For more examples of macros using these routines, see $ICEROOT/fat/testcore.mm,

$ICEROOT/fat/testnoop.mm  $ICEROOT/fat/testuser.mm $ICEROOT/fat/testdemod.mm.

Currently, the realtime dataflow must still use the SOURCEPIC/SINKPIC primitives.

SOURCEPIC/PORT=PM1CORE1 ramfile _out PIC1AUTO 
PICDRIVER/PORT=PM1CORE1 set PIC1AUTO CORE+32 123
PICDRIVER/PORT=PM1CORE1 set PIC1AUTO CORE+36 456

will set this up the same core using the realtime dataflow on an ICE card.

Naming - Core naming rules

The two cores on the main board are named PM0CORE1 and PM0CORE2. Cores on processor module 1 are named CORE11, CORE12, MCORE11, and MCORE12 ( or PM1CORE1 and PM1CORE2). Cores on processor module 2 are named CORE21, CORE22, MCORE21, and MCORE22 ( or PM2CORE1 and PM2CORE2).

Addressing - Register addressing rules

Each core has a set of 32bit wide registers that are read/writable through the pic_setkey, pic_getkey, pic_wpm, and pic_rpm routines. Each core has a 24 bit register address window with a base address (upper 8 bits) defined in iceppc.h. Use the FLG_PPC_BUS flag on pic_wpm and pic_rpm calls to address the system register bus and the KEY_CORE key for the pic_setkey and pic_getkey calls.

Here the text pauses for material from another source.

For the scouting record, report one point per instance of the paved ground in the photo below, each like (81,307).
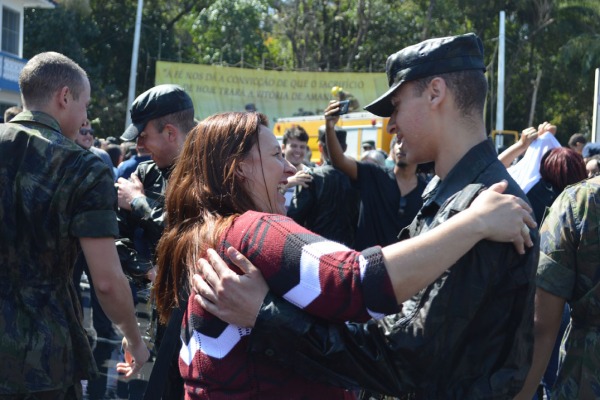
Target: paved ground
(111,385)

The first register address is the System register set by the system software whenever a core is activated.

  1. System Register (bit 0 is enable, bit 1 is play/acq, bits[11:8] input format, [15:12] output format))
Input/Output formats: bit[2:0]? 0=16b 1=8b 2=4b 3=1b 4=32b  bit[3]?complex:real

The next 7 register addresses are pre-defined and set by every call to pic_ioport on a CORE or MCORE.

  1. Decimation (dec-1)
  2. Gain
  3. Rate (Hz)
  4. Ratio (fractional binary)
  5. Frame (frame-1)
  6. Frequency (fractional binary)
  7. Flags

The next 8 are reserved for other system routines.

8..15) Filter coef loaders

The rest are available for user core parameters.

16..255) User parameters for each multicore.
16..1M)  User parameters for each core.

The user registers are not written or cleared by system software.

See the help on each of these routines for detailed syntax.

Routing - data routing rules

Each core has one data input stream and one data output stream. The multi-channel cores also have an 8-bit channel select with each of these streams. The run-time routing is handled via the IPORT and OPORT flags in the handle given to the pic_ioport call.

The default route for an acquisition is IPORT=MODULEx (where x=1|2 to be on the same side of the card and OPORT=HOST. The default route for playback is IPORT=HOST and OPORT=MODULEx.

DMA - DMA Crossbar functionality

The DMA engine does not transfer back-to-back packets to the same core. This allows at least 8 clocks to register the proper IO ready lines for the next transfer. The enable lines are also one cycle ahead of the actual transfer so that modules can register or preload data to ease timing considerations.

Tracer - Embedded FPGA debug trace mechanism

If a FPGA core module contains an instance of swrstatdbg, the unit can be tested while live using ICETEST TRACER from then nextmidas prompt. See the explain of ICETEST for more info.